Free stuff
Metrics in general
- Different levels of the organization should be looking at very different metrics. Understand who should be looking at what.
- Goodhart’s Law says that “when a measure becomes a target, it ceases to be a good measure.” Many people struggle with this one.
Measuring flow metrics
- Understanding basic flow metrics of Cycletime, Throughput, Work In Progress (WIP), and Work Item Age
- Understanding flow efficiency, a very powerful metric that’s rarely used because of the difficulty in measuring it.
- Visualizing your data: Cumulative flow diagrams and visualizing WIP limits
- In order to measure any of the basic flow metrics, we need a clear definition of the start and end points
- Common problems with flow metrics
- We often start collecting data before we even know what we want to do with it.

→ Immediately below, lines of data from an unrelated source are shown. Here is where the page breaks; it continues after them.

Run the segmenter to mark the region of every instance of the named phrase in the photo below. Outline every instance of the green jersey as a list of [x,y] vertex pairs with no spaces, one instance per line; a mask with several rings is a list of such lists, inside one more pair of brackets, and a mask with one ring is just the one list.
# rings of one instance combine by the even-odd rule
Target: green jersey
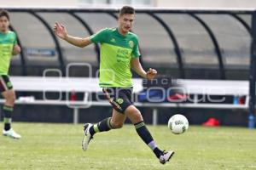
[[117,28],[106,28],[90,37],[101,43],[100,86],[132,87],[131,60],[140,56],[137,37],[121,35]]
[[16,34],[9,31],[0,32],[0,75],[8,75],[14,45],[17,43]]

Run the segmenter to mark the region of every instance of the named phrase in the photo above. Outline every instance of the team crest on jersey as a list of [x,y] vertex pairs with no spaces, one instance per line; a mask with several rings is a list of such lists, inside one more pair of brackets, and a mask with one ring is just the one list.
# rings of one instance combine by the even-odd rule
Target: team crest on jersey
[[133,48],[134,42],[132,41],[129,41],[129,46],[130,46],[130,48]]
[[119,104],[122,104],[124,102],[124,99],[119,98],[116,100]]
[[112,39],[110,40],[110,42],[115,42],[115,39],[114,39],[114,38],[112,38]]

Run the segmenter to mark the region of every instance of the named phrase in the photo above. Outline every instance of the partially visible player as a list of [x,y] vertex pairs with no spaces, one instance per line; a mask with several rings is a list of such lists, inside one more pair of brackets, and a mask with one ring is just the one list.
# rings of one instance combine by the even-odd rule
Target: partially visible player
[[146,72],[140,64],[137,37],[130,31],[134,18],[134,8],[125,6],[120,10],[118,26],[115,28],[106,28],[90,37],[79,38],[68,35],[64,26],[55,23],[55,32],[63,40],[81,48],[92,42],[101,43],[100,86],[113,106],[113,114],[111,117],[96,124],[84,125],[83,149],[87,150],[89,142],[96,133],[120,128],[128,117],[134,124],[137,134],[160,163],[164,164],[173,156],[174,151],[159,149],[143,122],[141,112],[131,101],[131,69],[147,79],[153,79],[157,74],[154,69],[149,69]]
[[5,99],[3,106],[3,134],[13,139],[21,136],[11,128],[11,115],[14,110],[15,93],[9,76],[9,68],[13,55],[20,53],[17,44],[16,34],[9,30],[9,14],[6,10],[0,10],[0,93]]

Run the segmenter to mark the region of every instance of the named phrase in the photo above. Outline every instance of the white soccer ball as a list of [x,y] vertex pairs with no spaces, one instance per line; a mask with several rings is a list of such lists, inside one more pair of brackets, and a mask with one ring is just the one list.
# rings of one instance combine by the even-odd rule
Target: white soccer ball
[[186,132],[189,128],[189,121],[183,115],[173,115],[168,121],[168,128],[172,133],[181,134]]

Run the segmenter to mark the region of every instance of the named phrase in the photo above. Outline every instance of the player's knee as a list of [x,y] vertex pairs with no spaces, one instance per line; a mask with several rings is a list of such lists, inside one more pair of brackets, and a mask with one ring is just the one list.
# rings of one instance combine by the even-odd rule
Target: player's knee
[[15,94],[13,93],[9,94],[6,97],[6,102],[11,105],[15,104]]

- We often collect the wrong data
- We often misinterpret what’s there
- We focus on keeping people busy instead of optimizing for any of effectiveness, efficiency, or predictability.

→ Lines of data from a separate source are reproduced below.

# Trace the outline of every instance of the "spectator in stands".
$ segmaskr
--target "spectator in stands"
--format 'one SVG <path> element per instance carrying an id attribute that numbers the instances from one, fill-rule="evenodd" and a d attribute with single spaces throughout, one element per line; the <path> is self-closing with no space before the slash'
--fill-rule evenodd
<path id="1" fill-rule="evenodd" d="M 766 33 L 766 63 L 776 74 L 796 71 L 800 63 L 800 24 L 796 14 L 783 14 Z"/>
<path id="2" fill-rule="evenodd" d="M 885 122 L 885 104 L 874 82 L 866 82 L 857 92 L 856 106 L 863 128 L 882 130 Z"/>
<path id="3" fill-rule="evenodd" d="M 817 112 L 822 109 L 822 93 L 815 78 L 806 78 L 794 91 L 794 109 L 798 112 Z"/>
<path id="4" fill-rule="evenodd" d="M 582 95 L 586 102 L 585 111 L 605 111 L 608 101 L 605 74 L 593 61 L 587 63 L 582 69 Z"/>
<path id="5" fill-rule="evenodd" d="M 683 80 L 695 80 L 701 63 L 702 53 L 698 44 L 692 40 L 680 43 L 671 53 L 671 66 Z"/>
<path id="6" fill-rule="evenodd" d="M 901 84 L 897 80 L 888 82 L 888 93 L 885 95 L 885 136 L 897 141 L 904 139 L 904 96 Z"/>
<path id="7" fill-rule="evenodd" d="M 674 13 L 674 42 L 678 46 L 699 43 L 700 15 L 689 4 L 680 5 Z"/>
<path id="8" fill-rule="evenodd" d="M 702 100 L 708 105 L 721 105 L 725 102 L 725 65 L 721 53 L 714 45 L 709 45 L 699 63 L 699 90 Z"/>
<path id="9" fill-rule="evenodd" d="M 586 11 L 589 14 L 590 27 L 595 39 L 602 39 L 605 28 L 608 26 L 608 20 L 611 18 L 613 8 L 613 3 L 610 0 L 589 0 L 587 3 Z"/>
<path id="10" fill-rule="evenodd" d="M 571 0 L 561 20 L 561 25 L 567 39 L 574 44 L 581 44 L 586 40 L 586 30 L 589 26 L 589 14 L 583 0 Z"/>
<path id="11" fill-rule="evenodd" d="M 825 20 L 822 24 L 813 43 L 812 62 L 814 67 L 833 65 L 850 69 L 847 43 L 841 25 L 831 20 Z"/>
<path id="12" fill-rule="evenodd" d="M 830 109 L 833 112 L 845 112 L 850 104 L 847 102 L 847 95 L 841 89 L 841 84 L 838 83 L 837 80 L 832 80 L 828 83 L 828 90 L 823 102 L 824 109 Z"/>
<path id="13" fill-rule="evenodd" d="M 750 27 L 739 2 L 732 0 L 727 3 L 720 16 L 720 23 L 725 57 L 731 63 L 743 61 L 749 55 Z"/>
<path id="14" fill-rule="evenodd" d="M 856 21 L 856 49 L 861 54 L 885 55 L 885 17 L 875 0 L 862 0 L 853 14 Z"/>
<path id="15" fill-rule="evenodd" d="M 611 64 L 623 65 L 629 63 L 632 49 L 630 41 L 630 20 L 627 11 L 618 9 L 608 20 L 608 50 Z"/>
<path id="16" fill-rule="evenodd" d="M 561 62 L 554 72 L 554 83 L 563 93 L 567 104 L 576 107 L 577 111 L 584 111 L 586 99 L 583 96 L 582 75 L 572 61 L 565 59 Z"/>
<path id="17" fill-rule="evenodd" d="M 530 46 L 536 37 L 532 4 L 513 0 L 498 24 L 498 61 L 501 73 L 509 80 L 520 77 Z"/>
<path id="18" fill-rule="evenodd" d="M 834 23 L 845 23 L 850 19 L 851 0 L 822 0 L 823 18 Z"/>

- We don’t slice the work well and this skews the data. See how to slice stories or slice epics
Gaming metrics
- If people know that a thing is being measured, they’ll change their behaviour to ensure that measurement makes them look good. Sometimes the result of that behaviour change is so wildly different from the desired outcome, that it causes other problems. That’s a perverse incentive.
Metrics from Jira
You should really use an existing tool to extract metrics from Jira, like my own JiraMetrics, but if you really want to do it yourself, I’ve documented the API’s I use.
When will we be done?
When trying to answer the question “when will we be done?”, we often try to estimate how big the individual work items are, and this is complete waste. What we want to do instead, is to create a probabilistic forecast. In a nutshell, an estimate is a made up number based on how we feel about complexity, and a probabilistic forecast is a far more accurate mathematical calculation based on historical data. It’s time for estimates to go away.
Part of having an accurate forecast is ensuring that the data itself is inherantly predictable and there are specific things we can do, to improve that predictability.
Once we have that forecast, we need to understand the cognitive biases that make us trust it less, even though it’s more accurate. If we want to make better decisions, we need to understand our own biases.